What I don’t understand:

Both the softmax input and output dimension is N, the theta gradient before softmax should be NN matrix. Why is it a 1N tensor here?
Does the gradient vanish because of the absolute value?
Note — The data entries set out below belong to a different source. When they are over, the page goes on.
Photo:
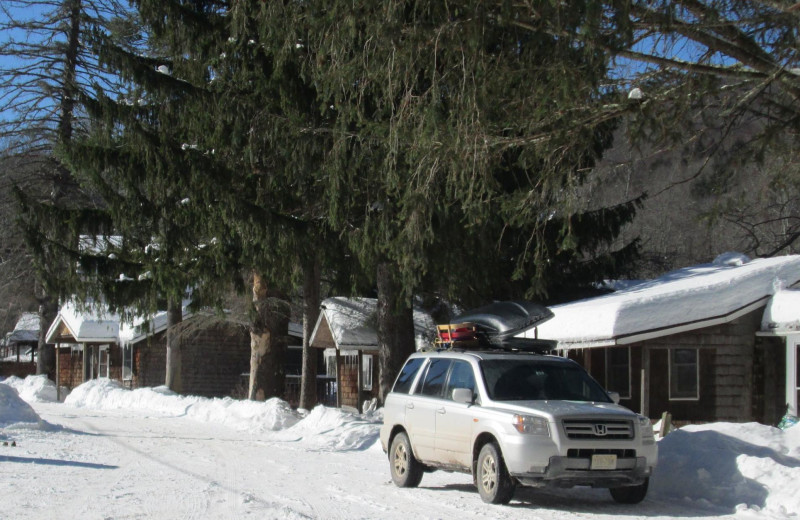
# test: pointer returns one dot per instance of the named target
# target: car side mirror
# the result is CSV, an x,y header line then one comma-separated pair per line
x,y
462,395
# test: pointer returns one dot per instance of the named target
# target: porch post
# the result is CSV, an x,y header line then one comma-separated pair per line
x,y
644,409
58,390
338,380
792,342
359,378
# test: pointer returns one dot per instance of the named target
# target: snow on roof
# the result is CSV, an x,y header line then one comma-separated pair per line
x,y
143,328
26,330
351,323
94,325
783,312
686,299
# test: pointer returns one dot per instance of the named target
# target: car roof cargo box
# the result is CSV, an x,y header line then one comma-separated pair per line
x,y
498,323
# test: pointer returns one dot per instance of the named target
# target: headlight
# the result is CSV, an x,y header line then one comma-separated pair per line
x,y
531,425
646,426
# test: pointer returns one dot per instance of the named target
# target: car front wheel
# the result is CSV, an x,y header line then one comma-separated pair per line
x,y
494,483
630,494
406,470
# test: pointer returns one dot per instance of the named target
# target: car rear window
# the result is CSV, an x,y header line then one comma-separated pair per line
x,y
406,378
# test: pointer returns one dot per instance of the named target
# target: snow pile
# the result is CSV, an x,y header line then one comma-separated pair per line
x,y
271,415
781,313
34,389
332,429
323,429
683,297
736,466
14,412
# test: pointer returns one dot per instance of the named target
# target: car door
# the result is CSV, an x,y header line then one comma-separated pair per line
x,y
454,421
421,409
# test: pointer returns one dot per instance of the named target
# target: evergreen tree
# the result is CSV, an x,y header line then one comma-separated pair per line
x,y
44,67
466,126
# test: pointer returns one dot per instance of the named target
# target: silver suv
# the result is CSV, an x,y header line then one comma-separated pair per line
x,y
513,418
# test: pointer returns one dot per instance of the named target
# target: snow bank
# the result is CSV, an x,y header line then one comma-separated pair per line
x,y
735,466
324,429
271,415
332,429
34,389
14,412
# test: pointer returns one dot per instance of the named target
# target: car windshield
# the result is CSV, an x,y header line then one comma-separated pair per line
x,y
530,380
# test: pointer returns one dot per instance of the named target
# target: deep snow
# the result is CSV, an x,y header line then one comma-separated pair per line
x,y
107,452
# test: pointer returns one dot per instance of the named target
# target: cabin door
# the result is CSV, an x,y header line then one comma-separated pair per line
x,y
792,373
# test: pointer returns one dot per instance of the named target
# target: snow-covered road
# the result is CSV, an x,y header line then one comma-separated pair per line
x,y
110,464
147,455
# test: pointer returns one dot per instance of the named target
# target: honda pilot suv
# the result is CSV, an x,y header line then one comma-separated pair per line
x,y
484,404
512,418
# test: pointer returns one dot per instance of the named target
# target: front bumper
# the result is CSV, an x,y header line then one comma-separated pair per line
x,y
572,471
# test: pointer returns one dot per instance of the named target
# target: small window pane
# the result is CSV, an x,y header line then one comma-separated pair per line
x,y
406,377
434,378
683,382
618,373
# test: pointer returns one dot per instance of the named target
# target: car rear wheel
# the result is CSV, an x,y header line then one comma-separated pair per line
x,y
494,483
630,494
406,470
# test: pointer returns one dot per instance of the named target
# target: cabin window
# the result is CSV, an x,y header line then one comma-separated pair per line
x,y
366,371
104,361
618,371
684,374
127,362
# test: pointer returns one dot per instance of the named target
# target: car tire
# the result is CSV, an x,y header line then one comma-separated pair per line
x,y
495,485
406,470
630,494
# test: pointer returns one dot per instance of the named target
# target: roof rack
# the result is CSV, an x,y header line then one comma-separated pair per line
x,y
472,336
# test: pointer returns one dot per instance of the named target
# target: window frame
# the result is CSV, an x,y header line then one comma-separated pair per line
x,y
629,393
670,365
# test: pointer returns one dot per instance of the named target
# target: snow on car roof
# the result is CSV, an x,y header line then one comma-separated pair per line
x,y
685,299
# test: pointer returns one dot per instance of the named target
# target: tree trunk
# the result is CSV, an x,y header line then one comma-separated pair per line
x,y
268,333
173,379
395,329
308,382
46,354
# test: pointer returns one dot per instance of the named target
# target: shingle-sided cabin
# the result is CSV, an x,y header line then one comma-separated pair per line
x,y
215,357
347,331
87,344
692,342
18,351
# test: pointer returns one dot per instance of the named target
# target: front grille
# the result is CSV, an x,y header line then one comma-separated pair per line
x,y
598,429
587,453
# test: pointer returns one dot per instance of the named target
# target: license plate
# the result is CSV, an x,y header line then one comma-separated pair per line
x,y
604,462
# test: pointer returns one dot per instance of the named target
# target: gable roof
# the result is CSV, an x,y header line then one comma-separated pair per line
x,y
26,329
686,299
94,325
351,324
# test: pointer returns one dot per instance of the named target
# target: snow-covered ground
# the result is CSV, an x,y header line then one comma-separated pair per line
x,y
110,453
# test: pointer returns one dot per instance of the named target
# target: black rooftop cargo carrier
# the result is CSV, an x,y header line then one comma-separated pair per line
x,y
498,323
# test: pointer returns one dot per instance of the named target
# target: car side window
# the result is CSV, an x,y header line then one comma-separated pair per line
x,y
433,384
404,381
461,376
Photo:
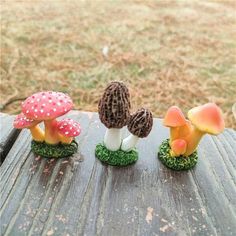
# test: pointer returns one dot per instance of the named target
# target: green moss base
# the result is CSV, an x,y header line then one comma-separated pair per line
x,y
176,163
54,151
115,158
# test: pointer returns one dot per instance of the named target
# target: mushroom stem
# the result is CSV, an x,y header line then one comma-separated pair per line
x,y
174,133
112,139
64,139
129,142
51,134
193,140
37,134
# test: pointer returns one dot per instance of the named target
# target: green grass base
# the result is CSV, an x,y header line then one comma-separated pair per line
x,y
54,151
115,158
176,163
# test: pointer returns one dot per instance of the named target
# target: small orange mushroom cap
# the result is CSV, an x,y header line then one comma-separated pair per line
x,y
207,118
178,147
174,117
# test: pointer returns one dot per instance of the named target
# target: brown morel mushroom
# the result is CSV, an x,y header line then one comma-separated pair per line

The model works fine with cross-entropy loss and with the same image. Thanks for any advice!!

ptrblck · February 12, 2023, 4:35pm

Based on your code you might be checking the scaled gradients. If you want to print the real gradients you could unscaled them first via the scaler object.

XZLeo · February 12, 2023, 5:07pm

Thanks for the reply first!
I added scaler.unscale_(optimizer) after scaler.scale(loss).backward() and printed the gradient again. The values are still scaled by 65536.

XZLeo · February 12, 2023, 7:37pm

Now I got it. When I removed the scaler, the gradient from backpropagation looks the same as the one from autograd. Though the problem of gradient vanishing still exists. I modified the question.